A mixed bhaji of seven different vegetables, the version that gets cooked most in our home includes a mix of yam, carrots, string beans, bottle gourd, pumpkin, ladyfinger and a good amount of spinach and khatta.
Oil 4-5 tbsp
Yam 100g, chopped into medium sized cubes
Asafoetida 1 tbsp
Cumin seeds 1 tbsp
Methi seeds 1/4 tsp
Ginger 1 1/2 inch piece
Green chilli 3, de-seeded
Carrots 1 large or 2 small, chopped into medium sized cubes
String beans 100g
Bottle gourd 150g, chopped into medium sized cubes
Pumpkin 100g, chopped into medium sized cubes
Lotus Root 100g, sliced on a diagonal and parboiled
Ladyfinger 100g, optional
Tomatoes 4-5 medium, half grated and half chopped
Spinach 1 cup
Saag 1/2 cup
Turmeric powder 1/2 tsp
Ground coriander 1 tbsp
Red chilli powder 1 tsp
Garam masala 1/4 tsp
- In a thick-bottomed pan, add 4-5 tbsp oil and fry the yam till lightly browned at the edges.

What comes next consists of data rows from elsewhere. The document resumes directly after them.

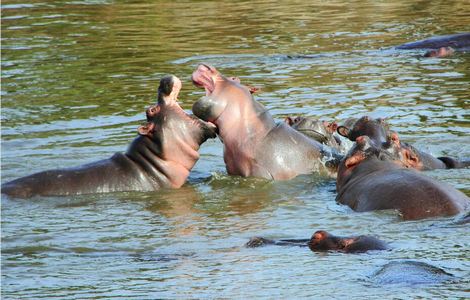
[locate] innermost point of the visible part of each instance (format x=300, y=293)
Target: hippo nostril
x=361, y=139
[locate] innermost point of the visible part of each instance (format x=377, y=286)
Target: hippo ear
x=333, y=126
x=319, y=235
x=394, y=139
x=411, y=159
x=147, y=129
x=289, y=121
x=253, y=89
x=343, y=131
x=354, y=160
x=152, y=111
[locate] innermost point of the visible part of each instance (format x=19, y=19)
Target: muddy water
x=78, y=75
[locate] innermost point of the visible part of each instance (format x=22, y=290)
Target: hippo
x=441, y=46
x=160, y=157
x=321, y=131
x=254, y=144
x=369, y=178
x=410, y=272
x=324, y=241
x=381, y=135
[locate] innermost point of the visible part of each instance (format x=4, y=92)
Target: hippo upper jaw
x=204, y=77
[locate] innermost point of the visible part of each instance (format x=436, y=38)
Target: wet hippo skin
x=379, y=133
x=161, y=156
x=324, y=241
x=370, y=179
x=254, y=144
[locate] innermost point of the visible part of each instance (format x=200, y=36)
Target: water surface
x=78, y=75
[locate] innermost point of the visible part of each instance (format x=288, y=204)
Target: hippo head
x=321, y=131
x=167, y=120
x=375, y=129
x=363, y=150
x=441, y=52
x=221, y=92
x=403, y=153
x=323, y=241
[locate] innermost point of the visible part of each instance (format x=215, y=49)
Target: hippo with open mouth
x=160, y=157
x=254, y=144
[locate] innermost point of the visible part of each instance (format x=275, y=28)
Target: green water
x=78, y=75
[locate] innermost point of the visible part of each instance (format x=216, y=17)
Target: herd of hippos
x=379, y=171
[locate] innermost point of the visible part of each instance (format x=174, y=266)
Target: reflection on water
x=78, y=75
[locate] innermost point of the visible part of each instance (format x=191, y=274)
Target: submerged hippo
x=441, y=46
x=254, y=145
x=410, y=273
x=369, y=178
x=324, y=241
x=380, y=134
x=162, y=156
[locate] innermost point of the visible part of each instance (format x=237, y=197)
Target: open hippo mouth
x=203, y=77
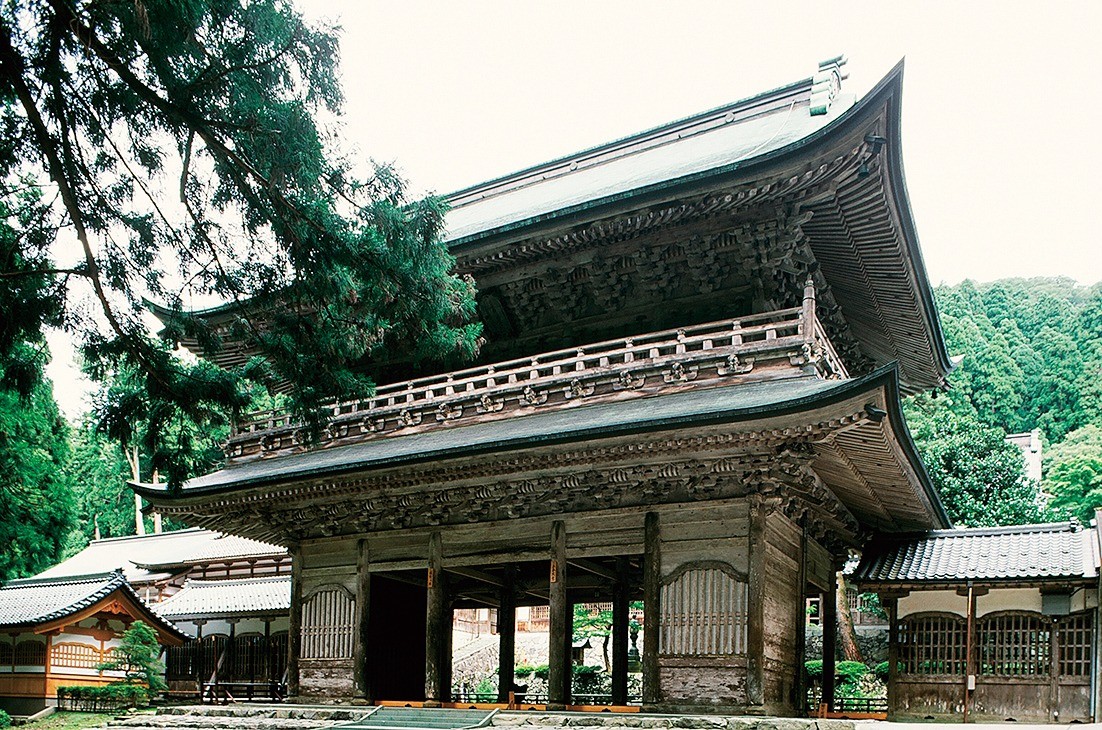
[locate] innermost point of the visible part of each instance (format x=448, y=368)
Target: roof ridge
x=1070, y=525
x=121, y=538
x=60, y=580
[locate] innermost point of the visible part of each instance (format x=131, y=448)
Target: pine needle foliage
x=187, y=149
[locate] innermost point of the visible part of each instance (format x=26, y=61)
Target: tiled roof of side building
x=147, y=557
x=1022, y=553
x=200, y=598
x=31, y=602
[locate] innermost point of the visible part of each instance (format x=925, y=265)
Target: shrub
x=850, y=673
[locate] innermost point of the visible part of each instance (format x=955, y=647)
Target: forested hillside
x=1030, y=357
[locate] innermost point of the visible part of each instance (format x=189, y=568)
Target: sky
x=1001, y=102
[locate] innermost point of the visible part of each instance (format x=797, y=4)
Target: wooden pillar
x=507, y=635
x=893, y=608
x=800, y=686
x=829, y=610
x=362, y=678
x=559, y=640
x=620, y=619
x=651, y=607
x=755, y=620
x=294, y=624
x=435, y=625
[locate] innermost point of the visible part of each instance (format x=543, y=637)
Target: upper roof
x=218, y=598
x=717, y=138
x=146, y=558
x=1022, y=553
x=32, y=602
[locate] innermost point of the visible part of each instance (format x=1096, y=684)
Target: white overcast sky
x=1002, y=136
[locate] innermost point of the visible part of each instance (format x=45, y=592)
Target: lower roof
x=38, y=603
x=1057, y=551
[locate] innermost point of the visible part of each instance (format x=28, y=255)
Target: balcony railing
x=782, y=343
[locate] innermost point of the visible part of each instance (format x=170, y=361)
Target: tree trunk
x=846, y=635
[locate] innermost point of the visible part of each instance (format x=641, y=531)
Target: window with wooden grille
x=328, y=615
x=703, y=611
x=1073, y=637
x=932, y=643
x=1016, y=644
x=72, y=654
x=31, y=654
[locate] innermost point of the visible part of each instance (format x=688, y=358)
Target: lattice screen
x=703, y=612
x=1073, y=637
x=1015, y=644
x=327, y=623
x=932, y=644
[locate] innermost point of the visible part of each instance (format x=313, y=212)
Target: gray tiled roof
x=1055, y=550
x=568, y=425
x=228, y=597
x=147, y=557
x=39, y=600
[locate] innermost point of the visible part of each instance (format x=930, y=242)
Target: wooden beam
x=755, y=620
x=362, y=680
x=435, y=625
x=558, y=656
x=507, y=636
x=619, y=632
x=294, y=625
x=651, y=586
x=595, y=568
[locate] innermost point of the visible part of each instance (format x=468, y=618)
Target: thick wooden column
x=755, y=620
x=507, y=635
x=829, y=609
x=558, y=642
x=362, y=679
x=620, y=619
x=800, y=687
x=893, y=609
x=294, y=624
x=436, y=626
x=651, y=607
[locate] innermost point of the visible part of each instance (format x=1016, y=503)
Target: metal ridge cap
x=741, y=105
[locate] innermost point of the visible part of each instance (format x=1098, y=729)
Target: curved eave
x=885, y=378
x=885, y=99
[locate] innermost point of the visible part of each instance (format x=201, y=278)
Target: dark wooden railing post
x=620, y=621
x=435, y=624
x=294, y=624
x=362, y=677
x=507, y=636
x=651, y=607
x=830, y=640
x=558, y=640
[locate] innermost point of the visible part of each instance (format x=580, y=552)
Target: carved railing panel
x=704, y=355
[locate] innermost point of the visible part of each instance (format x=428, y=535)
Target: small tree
x=138, y=656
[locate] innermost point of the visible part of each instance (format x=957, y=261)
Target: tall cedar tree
x=177, y=145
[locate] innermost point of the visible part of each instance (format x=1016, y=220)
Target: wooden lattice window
x=932, y=643
x=71, y=654
x=328, y=619
x=1075, y=637
x=31, y=654
x=704, y=610
x=1015, y=644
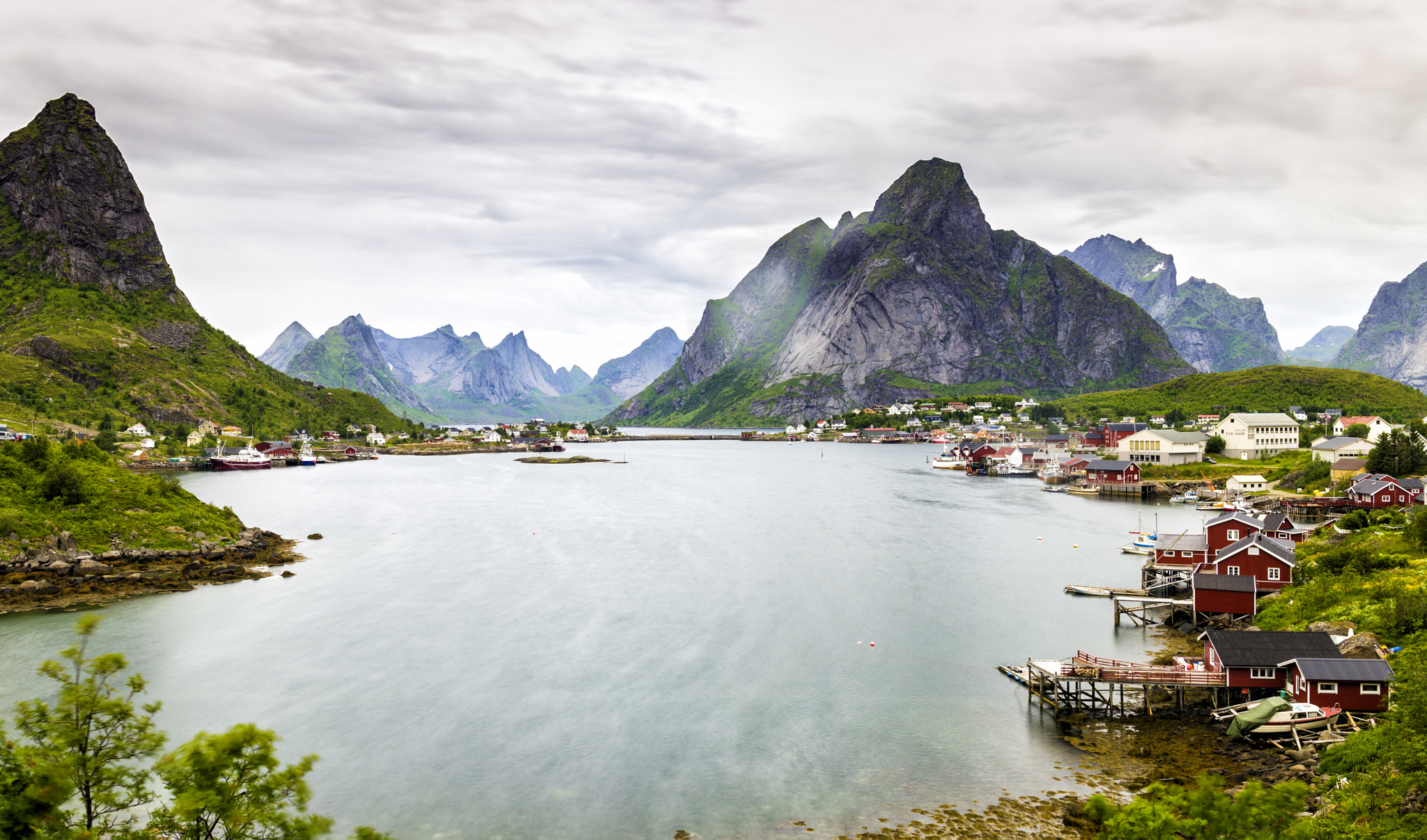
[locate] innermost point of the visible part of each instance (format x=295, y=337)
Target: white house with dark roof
x=1258, y=435
x=1376, y=426
x=1164, y=446
x=1332, y=449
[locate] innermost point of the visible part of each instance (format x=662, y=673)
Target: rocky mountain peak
x=68, y=186
x=934, y=197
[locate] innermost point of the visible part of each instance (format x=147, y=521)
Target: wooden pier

Remove this and keep aside.
- In the leftover oil, add the asafoetida, methi and cumin seeds and let it splutter. Add in the ginger and green chilli paste and give it a stir. Add in the chopped carrots, string beans, bottle gourd, lotus root and pumpkin. Stir-fry this for about two minutes. If you’re adding the ladyfinger, fry this separately and keep aside. This must only be added towards the end of the cooking process.
- Add the chopped and grated tomatoes. Cook and stir occasionally till almost pulpy and broken down well.
- Stir in the masalas and spread the green leaves over the veggies once they have blended well in the tomatoes, before putting a lid on it.
- Mix and check the vegetables every 10 minutes or until done.
In several Sindhi households, colocasia or taro root (kachalu) is also added to the pot, preboiled and fried.